Marcia Rolon lembrou que essa é a primeira turnê do Moinho e falou também sobre a satisfação pelo momento: “Em primeiro lugar, estamos muito felizes por estar aqui em Canaã. O projeto é encantador, trabalha com crianças do Brasil e da Bolívia. Quase 300 crianças passam por lá diariamente para aprender música, dança, tecnologia, a sonhar e a realizar. Eu sou uma sobrevivente da arte, precisamos acreditar em um mundo melhor para a criança e a família precisa estar envolvida nisso.”
A magia dos números clássicos foi substituída pela “agressividade” do balé contemporâneo.
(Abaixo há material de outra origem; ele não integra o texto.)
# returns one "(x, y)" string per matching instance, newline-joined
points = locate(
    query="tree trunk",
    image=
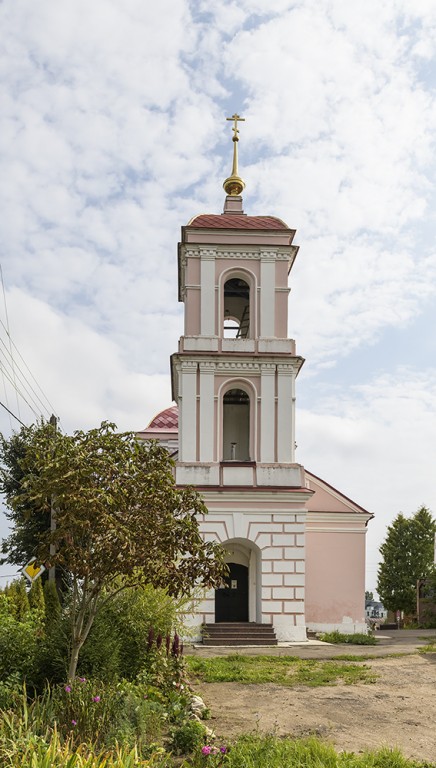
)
(74, 658)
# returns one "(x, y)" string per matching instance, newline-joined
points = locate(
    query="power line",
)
(7, 331)
(24, 383)
(12, 414)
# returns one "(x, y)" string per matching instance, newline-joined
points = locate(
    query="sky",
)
(113, 134)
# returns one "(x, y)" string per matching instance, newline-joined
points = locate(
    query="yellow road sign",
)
(32, 570)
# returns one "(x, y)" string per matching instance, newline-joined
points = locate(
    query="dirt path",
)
(398, 710)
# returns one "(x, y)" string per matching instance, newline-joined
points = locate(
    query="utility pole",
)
(52, 569)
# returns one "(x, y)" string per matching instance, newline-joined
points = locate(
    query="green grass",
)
(430, 648)
(255, 751)
(358, 638)
(281, 670)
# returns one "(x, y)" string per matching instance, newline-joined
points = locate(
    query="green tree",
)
(36, 598)
(27, 528)
(407, 554)
(120, 519)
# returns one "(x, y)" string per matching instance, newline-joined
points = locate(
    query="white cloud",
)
(375, 443)
(113, 135)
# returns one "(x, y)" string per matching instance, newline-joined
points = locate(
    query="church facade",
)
(295, 546)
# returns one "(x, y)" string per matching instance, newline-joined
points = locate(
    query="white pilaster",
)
(207, 306)
(207, 427)
(188, 386)
(267, 416)
(267, 295)
(285, 445)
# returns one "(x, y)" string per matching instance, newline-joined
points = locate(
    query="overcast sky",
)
(113, 135)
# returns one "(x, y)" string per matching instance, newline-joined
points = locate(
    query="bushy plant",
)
(187, 737)
(19, 637)
(118, 644)
(357, 638)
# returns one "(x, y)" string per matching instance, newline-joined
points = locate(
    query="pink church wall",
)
(335, 577)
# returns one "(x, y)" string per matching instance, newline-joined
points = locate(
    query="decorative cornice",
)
(237, 366)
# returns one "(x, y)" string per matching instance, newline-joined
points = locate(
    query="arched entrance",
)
(231, 600)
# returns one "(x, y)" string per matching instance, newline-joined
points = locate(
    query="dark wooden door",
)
(231, 602)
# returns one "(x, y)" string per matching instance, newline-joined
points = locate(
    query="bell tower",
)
(234, 374)
(233, 380)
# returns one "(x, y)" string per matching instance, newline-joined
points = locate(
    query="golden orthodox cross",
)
(235, 119)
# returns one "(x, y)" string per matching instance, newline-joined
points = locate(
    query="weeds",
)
(358, 638)
(281, 670)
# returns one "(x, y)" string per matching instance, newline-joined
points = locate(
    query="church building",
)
(295, 546)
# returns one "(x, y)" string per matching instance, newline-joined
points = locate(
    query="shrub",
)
(187, 737)
(358, 638)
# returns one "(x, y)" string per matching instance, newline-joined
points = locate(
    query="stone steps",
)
(239, 633)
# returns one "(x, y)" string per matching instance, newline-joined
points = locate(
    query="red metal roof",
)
(165, 420)
(236, 221)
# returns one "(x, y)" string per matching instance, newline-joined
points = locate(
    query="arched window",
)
(236, 309)
(236, 426)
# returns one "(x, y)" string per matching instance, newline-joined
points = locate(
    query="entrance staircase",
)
(238, 633)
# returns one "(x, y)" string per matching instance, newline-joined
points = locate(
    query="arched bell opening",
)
(236, 309)
(236, 425)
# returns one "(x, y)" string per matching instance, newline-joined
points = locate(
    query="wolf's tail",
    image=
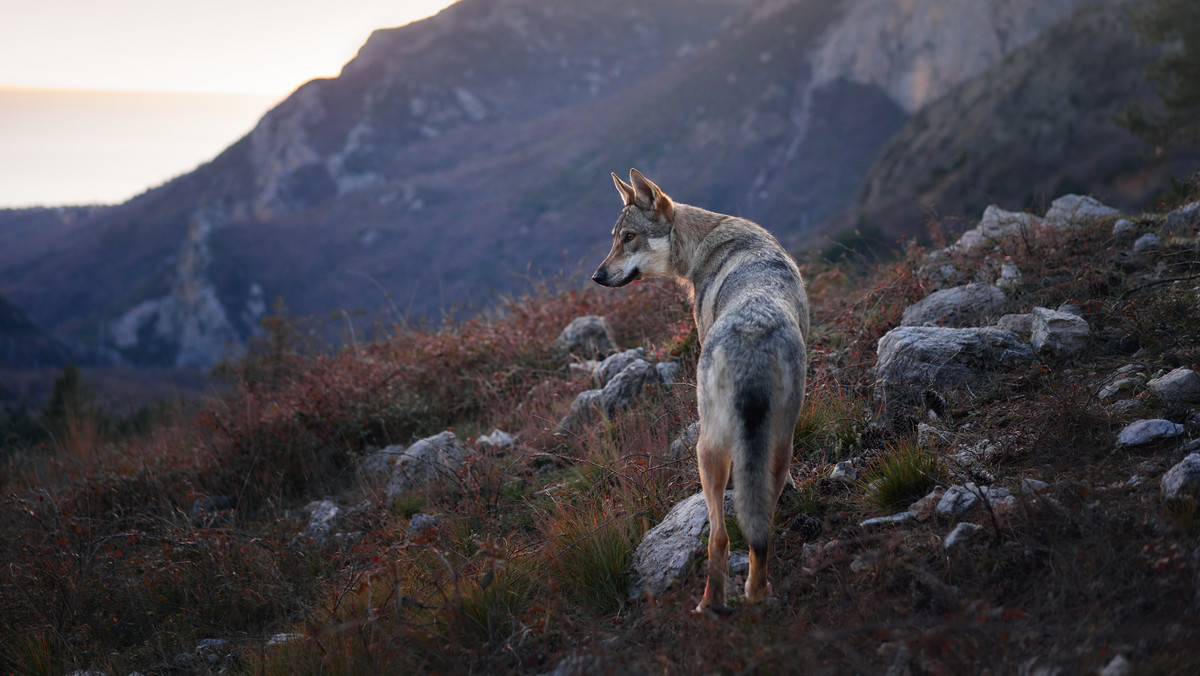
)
(751, 467)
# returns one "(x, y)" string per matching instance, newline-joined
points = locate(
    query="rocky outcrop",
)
(957, 306)
(912, 359)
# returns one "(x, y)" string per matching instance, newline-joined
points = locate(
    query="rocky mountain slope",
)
(467, 154)
(997, 468)
(1037, 124)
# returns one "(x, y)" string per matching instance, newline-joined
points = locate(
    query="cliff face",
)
(468, 153)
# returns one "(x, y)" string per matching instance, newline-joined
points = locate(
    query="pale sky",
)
(219, 46)
(131, 130)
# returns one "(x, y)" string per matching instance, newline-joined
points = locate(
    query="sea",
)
(82, 147)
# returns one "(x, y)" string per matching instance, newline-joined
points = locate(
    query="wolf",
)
(751, 317)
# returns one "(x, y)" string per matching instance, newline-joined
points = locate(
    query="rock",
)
(1033, 486)
(615, 364)
(1117, 666)
(887, 520)
(421, 524)
(1182, 221)
(1123, 231)
(669, 550)
(1009, 276)
(960, 534)
(1181, 386)
(685, 446)
(322, 518)
(844, 472)
(379, 464)
(669, 372)
(996, 225)
(582, 370)
(1140, 432)
(1147, 241)
(496, 441)
(1057, 333)
(588, 336)
(912, 359)
(424, 462)
(957, 501)
(1072, 209)
(283, 639)
(1182, 482)
(587, 410)
(211, 510)
(627, 388)
(957, 306)
(1020, 324)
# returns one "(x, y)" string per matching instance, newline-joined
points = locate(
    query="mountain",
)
(1037, 125)
(23, 345)
(468, 154)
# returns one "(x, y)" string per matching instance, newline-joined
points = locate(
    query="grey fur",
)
(753, 319)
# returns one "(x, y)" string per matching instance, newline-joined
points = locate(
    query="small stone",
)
(1123, 229)
(1181, 386)
(1145, 431)
(609, 369)
(844, 472)
(887, 520)
(588, 336)
(1072, 209)
(1057, 333)
(1147, 241)
(1182, 480)
(1117, 666)
(960, 534)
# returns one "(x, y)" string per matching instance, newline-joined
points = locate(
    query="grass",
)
(901, 476)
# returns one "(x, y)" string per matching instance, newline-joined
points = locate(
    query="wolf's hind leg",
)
(714, 472)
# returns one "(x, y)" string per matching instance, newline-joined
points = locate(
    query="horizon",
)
(94, 120)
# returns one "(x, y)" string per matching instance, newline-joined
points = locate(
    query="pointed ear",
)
(652, 197)
(627, 191)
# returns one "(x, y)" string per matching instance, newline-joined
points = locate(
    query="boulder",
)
(957, 306)
(1020, 324)
(424, 462)
(1141, 432)
(586, 410)
(1182, 482)
(912, 359)
(1073, 209)
(685, 444)
(610, 368)
(1009, 276)
(1181, 386)
(627, 388)
(588, 336)
(960, 534)
(1147, 241)
(1060, 334)
(996, 225)
(669, 550)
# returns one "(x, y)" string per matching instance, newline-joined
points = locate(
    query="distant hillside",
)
(468, 154)
(1037, 125)
(23, 345)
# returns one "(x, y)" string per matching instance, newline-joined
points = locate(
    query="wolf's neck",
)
(691, 226)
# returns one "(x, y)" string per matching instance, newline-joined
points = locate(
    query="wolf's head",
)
(641, 239)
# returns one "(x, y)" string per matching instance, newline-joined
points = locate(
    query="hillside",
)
(1038, 124)
(460, 157)
(989, 507)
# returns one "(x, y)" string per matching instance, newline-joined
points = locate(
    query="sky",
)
(156, 87)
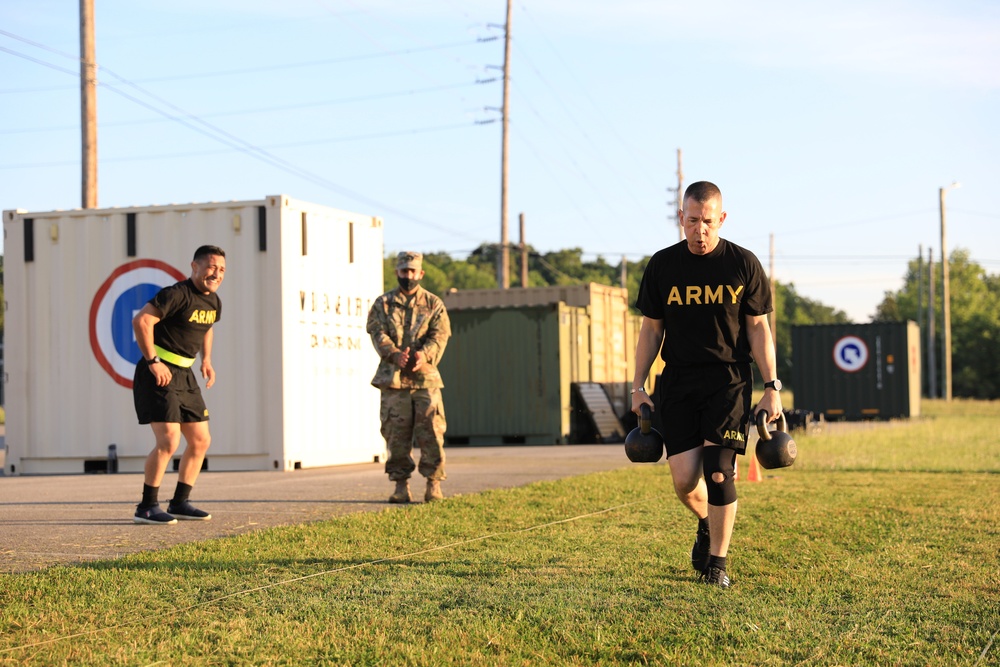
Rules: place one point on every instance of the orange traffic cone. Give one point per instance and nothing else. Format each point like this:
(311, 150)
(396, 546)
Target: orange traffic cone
(754, 474)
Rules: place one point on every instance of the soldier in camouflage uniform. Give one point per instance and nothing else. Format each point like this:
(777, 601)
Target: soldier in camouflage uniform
(409, 327)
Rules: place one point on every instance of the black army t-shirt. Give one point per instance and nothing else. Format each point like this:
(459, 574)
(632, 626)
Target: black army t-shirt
(702, 300)
(187, 316)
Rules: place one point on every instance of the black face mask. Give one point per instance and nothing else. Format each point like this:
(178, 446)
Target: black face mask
(408, 284)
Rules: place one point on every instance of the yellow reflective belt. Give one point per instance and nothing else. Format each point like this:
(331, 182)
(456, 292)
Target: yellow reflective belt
(171, 358)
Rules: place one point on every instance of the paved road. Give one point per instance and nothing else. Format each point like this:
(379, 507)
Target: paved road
(64, 519)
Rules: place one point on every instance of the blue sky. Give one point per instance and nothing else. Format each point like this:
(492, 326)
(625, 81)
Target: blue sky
(829, 125)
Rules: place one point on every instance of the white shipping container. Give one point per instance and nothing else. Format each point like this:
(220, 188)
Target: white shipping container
(292, 358)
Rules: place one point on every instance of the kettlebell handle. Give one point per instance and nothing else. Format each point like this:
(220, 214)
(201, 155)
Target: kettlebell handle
(762, 416)
(645, 419)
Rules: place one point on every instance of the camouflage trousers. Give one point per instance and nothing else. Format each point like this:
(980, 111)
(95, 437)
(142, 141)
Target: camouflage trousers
(413, 418)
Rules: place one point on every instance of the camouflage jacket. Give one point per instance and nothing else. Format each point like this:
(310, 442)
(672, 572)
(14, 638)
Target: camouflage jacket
(420, 322)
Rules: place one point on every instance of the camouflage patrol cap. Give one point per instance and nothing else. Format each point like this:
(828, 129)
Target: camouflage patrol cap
(409, 260)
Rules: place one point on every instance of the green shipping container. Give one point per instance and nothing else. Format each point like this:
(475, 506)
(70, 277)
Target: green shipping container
(857, 371)
(507, 373)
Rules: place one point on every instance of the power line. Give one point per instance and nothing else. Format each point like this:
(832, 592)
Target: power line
(285, 107)
(608, 164)
(293, 144)
(586, 93)
(248, 70)
(192, 122)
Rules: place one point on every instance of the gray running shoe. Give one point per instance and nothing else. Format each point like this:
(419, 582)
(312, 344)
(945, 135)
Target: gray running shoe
(185, 511)
(152, 515)
(715, 576)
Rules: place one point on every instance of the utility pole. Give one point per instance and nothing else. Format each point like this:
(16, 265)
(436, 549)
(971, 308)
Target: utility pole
(524, 255)
(920, 289)
(88, 104)
(774, 300)
(503, 259)
(931, 357)
(945, 297)
(678, 201)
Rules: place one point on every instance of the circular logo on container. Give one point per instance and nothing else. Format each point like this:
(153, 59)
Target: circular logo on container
(119, 298)
(850, 353)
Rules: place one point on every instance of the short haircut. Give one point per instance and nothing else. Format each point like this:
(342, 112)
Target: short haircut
(206, 250)
(702, 191)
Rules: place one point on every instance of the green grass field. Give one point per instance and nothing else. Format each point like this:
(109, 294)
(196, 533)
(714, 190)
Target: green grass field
(879, 547)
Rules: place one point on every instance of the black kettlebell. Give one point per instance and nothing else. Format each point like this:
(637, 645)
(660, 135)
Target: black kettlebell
(775, 449)
(644, 444)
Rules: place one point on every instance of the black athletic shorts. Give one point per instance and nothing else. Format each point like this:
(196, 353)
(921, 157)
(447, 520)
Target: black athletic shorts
(178, 403)
(699, 403)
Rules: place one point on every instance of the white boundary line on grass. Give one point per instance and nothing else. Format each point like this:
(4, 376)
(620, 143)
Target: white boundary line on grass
(334, 571)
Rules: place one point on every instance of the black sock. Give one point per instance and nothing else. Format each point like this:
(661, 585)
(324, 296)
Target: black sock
(150, 495)
(181, 493)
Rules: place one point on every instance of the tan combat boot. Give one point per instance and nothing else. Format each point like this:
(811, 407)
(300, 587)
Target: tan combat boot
(433, 490)
(402, 492)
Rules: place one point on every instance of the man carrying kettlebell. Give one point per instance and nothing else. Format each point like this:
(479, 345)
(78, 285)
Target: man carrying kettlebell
(704, 303)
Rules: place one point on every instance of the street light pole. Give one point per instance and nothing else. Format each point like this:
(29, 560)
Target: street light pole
(946, 294)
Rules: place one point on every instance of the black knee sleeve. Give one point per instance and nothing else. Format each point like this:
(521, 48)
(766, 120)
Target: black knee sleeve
(720, 460)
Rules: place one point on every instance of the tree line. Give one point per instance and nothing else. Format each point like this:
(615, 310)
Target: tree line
(975, 302)
(975, 320)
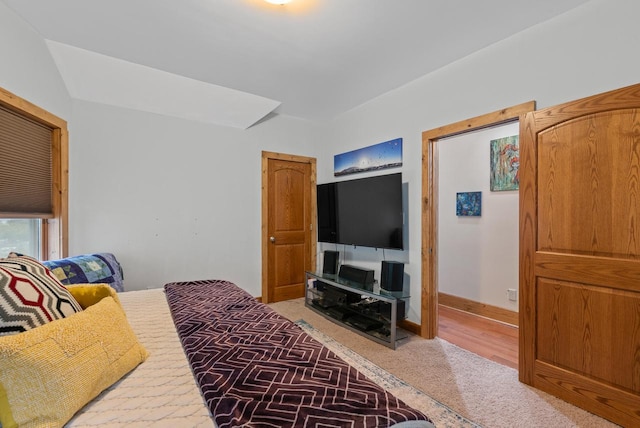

Com movimentos mais bruscos e, propositalmente, menos simétricos, a dança falou sobre os problemas sociais com muita categoria e propriedade. O evento, que aconteceu em parceria com a Fundação Vale, se estendeu até as 21:30 e, ao fim, a Companhia de Dança do Pantanal foi aplaudida de pé por uma plateia absolutamente encantada com as apresentações.
Conforme a fala de Marcia, o sonhar e o realizar precisam andar lado-a-lado. Em uma noite que tudo se mostrou possível, os rodopios do balé, em desafio à gravidade, nos fazem perceber que os desafios são grandiosos e que precisamos enfrentar cada turbulência, tal qual bailarina, na ponta do pé, com graça, leveza e força. Nada mais certo do que apostar nos sonhos das maravilhadas crianças e nada mais justo que permitir aos adultos o deleite de viver, de novo, os seus sonhos esquecidos sob os escombros do tempo. “Esta menina quer ser bailarina” e, no fundo, no fundo, quem não quer, Cecília?